A man with dementia at a nursing home in 2011. Around 82,000 people here have dementia, and this number is estimated to grow to 100,000 by 2030.
PHOTO: ST FILE

SINGAPORE - A programme which aims to prevent or delay the onset of dementia in stroke patients has been extended to the community after it improved patients' memory and ability to perform daily activities.

The announcement coincided with the National Neuroscience Institute (NNI) releasing findings which showed that vascular diseases, such as high blood pressure and diabetes, increased the risk of mild cognitive impairment and dementia in Asians.

Singapore has one of the world's highest rates of stroke, with more than 7,000 new patients a year. Around 82,000 people have dementia, and this number is estimated to grow to 100,000 by 2030.

Senior Minister of State for Health Amy Khor, who launched the programme on Thursday (Aug 29), stressed the importance of raising awareness of dementia and increasing support for people with the condition and their caregivers.

She noted that the Temasek Foundation-NNI Stroke Memory Rehabilitation (SMaRT) Programme, piloted in 2017 at NNI, has benefited close to 200 patients, of whom nearly 60 per cent reported a major improvement in planning abilities and doing activities of daily living without requiring any assistance.

These benefits continued three and six months after participants completed the programme.

People who suffer mild strokes have a higher incidence of getting dementia, so the programme was developed to reduce their chances of doing so by improving their cognition and daily function.

"We always focus on the physical limitations (of stroke patients) - whether they can walk, whether they can talk properly," said Associate Professor Nagaendran Kandiah, a senior consultant in Neurology at NNI.

"But we have looked at the cognitive aspects and find that patients can't function well."

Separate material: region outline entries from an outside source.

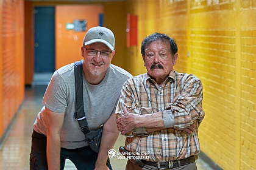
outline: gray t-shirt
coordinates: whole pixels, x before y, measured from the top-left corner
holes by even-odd
[[[122,86],[131,76],[129,72],[113,64],[110,64],[99,84],[90,84],[84,75],[84,104],[90,129],[95,129],[103,124],[111,114],[115,113]],[[74,63],[72,63],[54,72],[43,99],[45,107],[51,110],[65,112],[60,132],[61,147],[64,148],[76,149],[88,145],[77,120],[74,118],[75,98]],[[46,135],[44,116],[43,108],[37,116],[34,129]]]

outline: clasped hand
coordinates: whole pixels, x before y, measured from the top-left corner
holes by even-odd
[[[126,107],[124,107],[123,110],[124,115],[119,115],[116,119],[116,123],[117,124],[118,131],[121,132],[122,135],[124,135],[127,132],[131,131],[134,128],[139,127],[137,123],[137,121],[136,121],[136,118],[141,115],[129,112]],[[199,125],[197,121],[194,120],[192,124],[185,128],[179,129],[174,127],[171,128],[173,128],[178,131],[184,131],[187,134],[191,134],[193,131],[198,129],[198,126]],[[163,129],[165,129],[165,127],[155,128],[155,130],[157,131]]]
[[[124,135],[136,127],[135,118],[139,115],[129,113],[126,107],[124,107],[123,110],[124,115],[119,115],[116,123],[118,131]]]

Intervention to prevent dementia is usually done within the first year of the patient getting the stroke, and it works best if they are still able to walk, he added.

The encouraging results led to NNI working with five senior care centres - including St Luke's ElderCare and AWWA - to offer the eight-week programme to 1,000 participants over the next year.

Participant Celine Kuppusamy, 56, credits the programme for improving her memory after she suffered a stroke in January this year.

"When I went back to work, I forgot certain people's names, how to get to my workplace, and to take showers; I felt very frustrated," said Ms Kuppusamy, who works as a training officer at the Movement for the Intellectually Disabled of Singapore (Minds).

But the programme helped her to regain her memory through cognitive and physical exercises, and she continues to practise some of them.

Temasek Foundation has committed $1.21 million to support the SMaRT programme over three years from 2017.

Dr Khor was speaking at the 13th International Congress of the Asian Society Against Dementia and the 6th Singapore International Neuro-Cognitive Symposium at the Shangri-La Hotel.

The three-day Congress is a global forum promoting the advancement of scientific knowledge, research and clinical practice in the management of dementia, and more than 600 clinicians and medical staff from nearly 20 countries are attending.

In the light of its findings on mild cognitive impairment and dementia in Asians, the NNI has also developed a six-month training programme for primary care practitioners to help detect and treat dementia by addressing vascular risk factors like high blood pressure, diabetes and high cholesterol.

A total of 54 healthcare professionals, comprising 38 primary care physicians from the polyclinics and 16 allied health professionals, including nurses, psychologists and case managers, will attend the first course, which starts next month and ends in January next year.

High blood pressure affects the brain's ability to remove dementia-causing proteins called amyloids, while diabetes and high cholesterol produce insulin resistance, which causes the brain cells in certain areas like the memory centre to become abnormal.